On Pottermore, (the official Harry Potter website) J.K. Rowling mentions wizard's robes are inspired by 17th century clothing. So, I spent some time researching clothing from the 1600's. Then, I decided to go forward from there and look at clothing from later eras that appeared to resemble 17th century fashions. This gave me an idea of how wizard's robes may have evolved over time. Eventually, I went down another rabbit hole when I stumbled on late victorian tea gowns.
|1887-1889 Tea Gown, FIDM
The definition of a robe is a "long, loose, garment." This can be an outer garment, a ceremonial garment, or an at-home lounging garment. Wizard's robes appear to be a mix between the last two items, and that is what a tea gown resembles as well.

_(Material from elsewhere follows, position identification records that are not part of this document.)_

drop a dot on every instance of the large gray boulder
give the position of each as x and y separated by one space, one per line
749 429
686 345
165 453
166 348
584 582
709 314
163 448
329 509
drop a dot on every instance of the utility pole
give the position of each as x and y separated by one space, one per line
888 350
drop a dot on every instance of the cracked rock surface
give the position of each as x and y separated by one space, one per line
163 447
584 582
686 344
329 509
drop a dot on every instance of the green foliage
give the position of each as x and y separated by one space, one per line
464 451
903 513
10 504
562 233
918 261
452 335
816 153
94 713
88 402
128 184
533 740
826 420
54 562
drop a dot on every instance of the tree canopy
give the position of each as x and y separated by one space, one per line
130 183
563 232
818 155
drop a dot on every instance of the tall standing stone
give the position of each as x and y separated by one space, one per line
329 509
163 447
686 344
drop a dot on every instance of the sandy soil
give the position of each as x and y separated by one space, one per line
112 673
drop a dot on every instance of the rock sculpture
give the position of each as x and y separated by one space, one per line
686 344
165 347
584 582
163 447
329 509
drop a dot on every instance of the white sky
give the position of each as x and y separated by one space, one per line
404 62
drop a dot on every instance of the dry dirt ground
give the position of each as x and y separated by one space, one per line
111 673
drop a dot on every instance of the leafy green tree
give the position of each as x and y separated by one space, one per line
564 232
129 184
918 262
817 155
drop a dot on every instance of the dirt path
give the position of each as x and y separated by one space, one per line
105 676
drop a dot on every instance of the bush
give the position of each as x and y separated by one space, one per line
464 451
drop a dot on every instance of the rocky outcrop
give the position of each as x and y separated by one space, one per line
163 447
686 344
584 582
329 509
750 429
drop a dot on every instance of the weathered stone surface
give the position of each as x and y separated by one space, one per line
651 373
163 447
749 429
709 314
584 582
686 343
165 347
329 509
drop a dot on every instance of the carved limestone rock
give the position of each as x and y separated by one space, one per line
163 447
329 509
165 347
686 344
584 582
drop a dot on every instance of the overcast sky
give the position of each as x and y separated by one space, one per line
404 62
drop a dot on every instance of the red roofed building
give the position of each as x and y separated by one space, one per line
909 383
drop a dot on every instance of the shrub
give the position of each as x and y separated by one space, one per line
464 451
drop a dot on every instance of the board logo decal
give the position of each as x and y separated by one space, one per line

|1897 Women's Tea Gown, Kerry Taylor Actions
In the last quarter of the 19th century, tea gowns were long, loose, comfortable garments, worn by ladies in their homes during the mid to late afternoon. They were absolutely beautiful, and often very elaborate, made from silk wool, and lace, but they were not garments to be worn outside the home. The styling and purpose of these garments reminded me of wizards robes, long, loose, comfortable, and not meant to be worn around muggles (non-magic folks)! Thus, I decided to make myself a historically accurate 1890's tea gown, that could also be worn as a Professor McGonagall costume for Halloween or any other occasion requiring Harry Potter World attire.
I quickly found a tea gown I wanted to recreate - this black beauty made by Liberty of London in 1895.
|1895 Women's Tea Gown, LACMA
Upon returning home, I began to search for a solid black silk to pair with my jacquard, and found an affordable streaked satin on the Fashion Fabrics Club website.
With my materials acquired, I was ready to make my tea gown - and this project was all because of wizard's robes.